6. LLM-Friendly Token Format 🤖

When feeding semantic IDs into a language model, the token format wraps each level in angle brackets with a level letter:

codes = model.encode(X)

# Standard format (default)
plain_ids = model.semantic_id(codes)               # ["3-9-1", "0-5-7", ...]

# Token format for LLMs
token_ids = model.semantic_id(codes, fmt="token")   # ["<a_3><b_9><c_1>", ...]

7. Custom ID Formats 🎨

Define your own format function for full control over how codes become strings:

# Custom format for your LLM
def my_llm_format(codes):
    return "".join(f"[item_L{i}_{c}]" for i, c in enumerate(codes))

ids = model.semantic_id(codes, formatter=my_llm_format)
# ["[item_L0_3][item_L1_9][item_L2_1]", ...]

# Works through the engine too
engine = SemanticIdEngine(encoder=model)
engine.fit(X)
uids = engine.unique_ids(X, formatter=my_llm_format)

8. Use Your Own Item IDs 🏷️

Instead of auto-incremented suffixes (-1, -2), attach your own identifiers:

db_keys = ["SKU001", "SKU002", "SKU003", ...]
uids = engine.unique_ids(X, item_ids=db_keys)
# Collisions become "3-9-1-SKU042" instead of "3-9-1-1"

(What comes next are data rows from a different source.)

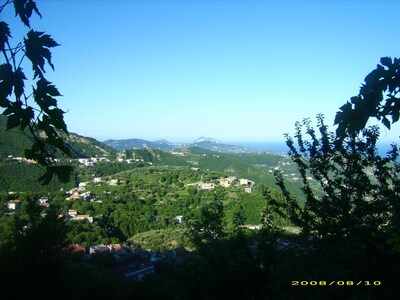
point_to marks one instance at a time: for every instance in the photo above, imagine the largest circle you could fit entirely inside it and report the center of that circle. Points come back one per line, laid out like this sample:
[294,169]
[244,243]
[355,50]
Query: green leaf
[62,172]
[6,82]
[13,121]
[19,78]
[386,61]
[4,102]
[4,34]
[28,114]
[24,8]
[44,93]
[37,46]
[386,122]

# Custom separator for the suffix too
uids = engine.unique_ids(X, item_ids=db_keys, sep="/")
# "3/9/1/SKU042"

9. Balanced Clustering ⚖️

Use implementation="constrained" to enforce roughly equal cluster sizes. This reduces collision rates but requires the k-means-constrained package.

model = RQKMeans(
    n_levels=3,
    n_clusters=10,
    implementation="constrained",  # balanced clusters
    random_state=42
)
model.fit(X)

🔄 Reproducibility & Persistence

We know how annoying it is when IDs change between machines. To ensure identical Semantic IDs across different environments (e.g., Training on GPU -> Inference on CPU):

1. Train (fit) once on your training machine.
2. Save the model.
3. Load on your production machine.

Do not re-train on the second machine, as random initialization will differ!

# Save a single encoder
model.save("my_model")
loaded = RQKMeans.load("my_model")

# Save the full engine (encoder + collision store)
engine.save("my_engine")
loaded_engine = SemanticIdEngine.load("my_engine")

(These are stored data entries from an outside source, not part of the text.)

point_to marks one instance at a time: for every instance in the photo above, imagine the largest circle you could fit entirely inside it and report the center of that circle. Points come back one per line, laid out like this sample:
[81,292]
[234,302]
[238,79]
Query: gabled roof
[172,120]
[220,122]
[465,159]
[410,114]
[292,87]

Both RQKMeans and RQVAE support save()/load(). The engine also persists the collision store so suffix counters are preserved.

🗺️ Project Status

We are actively building! Here is what's ready for you today:

• ✅ RQ-KMeans: Core algorithm working on CPU & GPU.
• ✅ RQ-VAE: Neural network based quantization with training history tracking.
• ✅ Balanced Clustering: Constrained K-Means for even code distribution.
• ✅ Uniqueness: Suffix-based and Sinkhorn-based collision resolution.
• ✅ Custom Formats: User-defined formatter callbacks and item IDs for collision resolution.
• ✅ Evaluation: Comprehensive metrics including NDCG, code utilization, entropy, and hierarchical distance.
• ✅ Token Format: LLM-friendly ID output.
• ✅ Persistence: Save/Load models and engines.